EUR/USD was the focus of the world’s attention on Friday as the EU summit was coming to a close. The market was waiting to see what could come out of Brussels, and the result was enough to calm nerves in the stock markets, but not necessarily in the bond and currency markets. The EUR/USD pair ended up posting a doji for the day, and didn’t look overly impressive by the end of the session. The market was hoping for larger fiscal unity, and certainly didn’t get it. The S&P ratings agency has already said that they will downgrade 15 of the EU countries and the EFSF bonds if fiscal union wasn’t accomplish. Because of this, there is a real threat of a downgrade over the weekend, or early in the week. If this happens, we could see a strong move to the downside.

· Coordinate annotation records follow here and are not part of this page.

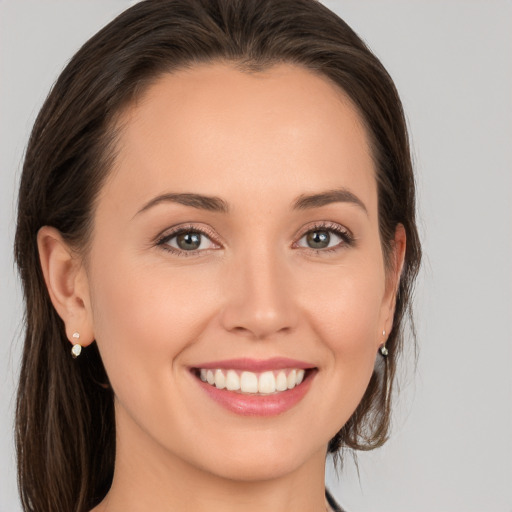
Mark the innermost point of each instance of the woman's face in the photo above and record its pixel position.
(237, 241)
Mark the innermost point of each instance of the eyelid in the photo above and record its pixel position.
(340, 230)
(169, 233)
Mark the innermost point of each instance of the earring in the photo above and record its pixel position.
(77, 348)
(383, 350)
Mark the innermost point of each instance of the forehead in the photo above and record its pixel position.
(212, 129)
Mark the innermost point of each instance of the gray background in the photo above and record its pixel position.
(451, 448)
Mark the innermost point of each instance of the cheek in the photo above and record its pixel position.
(144, 317)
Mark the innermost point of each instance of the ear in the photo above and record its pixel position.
(67, 284)
(394, 273)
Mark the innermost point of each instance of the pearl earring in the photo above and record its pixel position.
(77, 348)
(383, 350)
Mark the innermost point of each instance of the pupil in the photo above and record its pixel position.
(318, 239)
(188, 241)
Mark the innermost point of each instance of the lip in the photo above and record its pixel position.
(256, 365)
(258, 405)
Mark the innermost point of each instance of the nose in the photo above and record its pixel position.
(259, 297)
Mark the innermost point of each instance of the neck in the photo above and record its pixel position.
(147, 477)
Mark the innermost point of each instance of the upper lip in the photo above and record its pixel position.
(256, 365)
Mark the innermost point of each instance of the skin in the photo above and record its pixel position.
(253, 289)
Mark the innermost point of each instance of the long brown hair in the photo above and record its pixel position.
(65, 426)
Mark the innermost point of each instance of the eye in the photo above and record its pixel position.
(325, 237)
(187, 240)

The 1.30 to 1.31 area is massively supportive, and we think that the level will be a tough one to break down. If it happens, this would be a massively bearish development that would have us selling aggressively. The upside looks somewhat contained as the 1.35 is resistance, and the 1.40 above that is even stronger in our opinion. The fact that the day ended up fairly flat is cause for concern by the bulls, and this weekend could produce several problems for this pair. Without the bulls willing to buy this pair up, there is a downside bias at the moment still.

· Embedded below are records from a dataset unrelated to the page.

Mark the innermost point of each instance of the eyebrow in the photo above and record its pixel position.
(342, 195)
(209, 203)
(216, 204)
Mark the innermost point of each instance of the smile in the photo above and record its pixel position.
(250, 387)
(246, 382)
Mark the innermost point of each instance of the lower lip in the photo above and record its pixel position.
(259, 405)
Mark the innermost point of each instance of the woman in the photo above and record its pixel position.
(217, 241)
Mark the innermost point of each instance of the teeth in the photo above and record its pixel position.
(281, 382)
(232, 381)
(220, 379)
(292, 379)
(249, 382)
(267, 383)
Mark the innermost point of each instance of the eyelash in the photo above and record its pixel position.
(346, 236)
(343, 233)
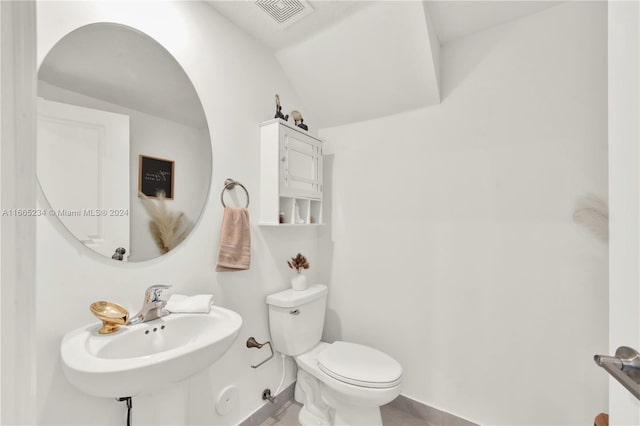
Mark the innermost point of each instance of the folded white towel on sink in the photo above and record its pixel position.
(179, 303)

The outlook for Europe is still recessionary, and the growth of that area is highly in doubt. So even without the EU summit concerns, there is still reason to think the Euro might be in trouble. We have been selling rallies, and we think this is still the way to go, as long as we stay under 1.35 on the daily chart. The breaking of that area would be what it takes for us to buy presently, as the headlines will continue to come out and make moves in this pair happen out of the blue.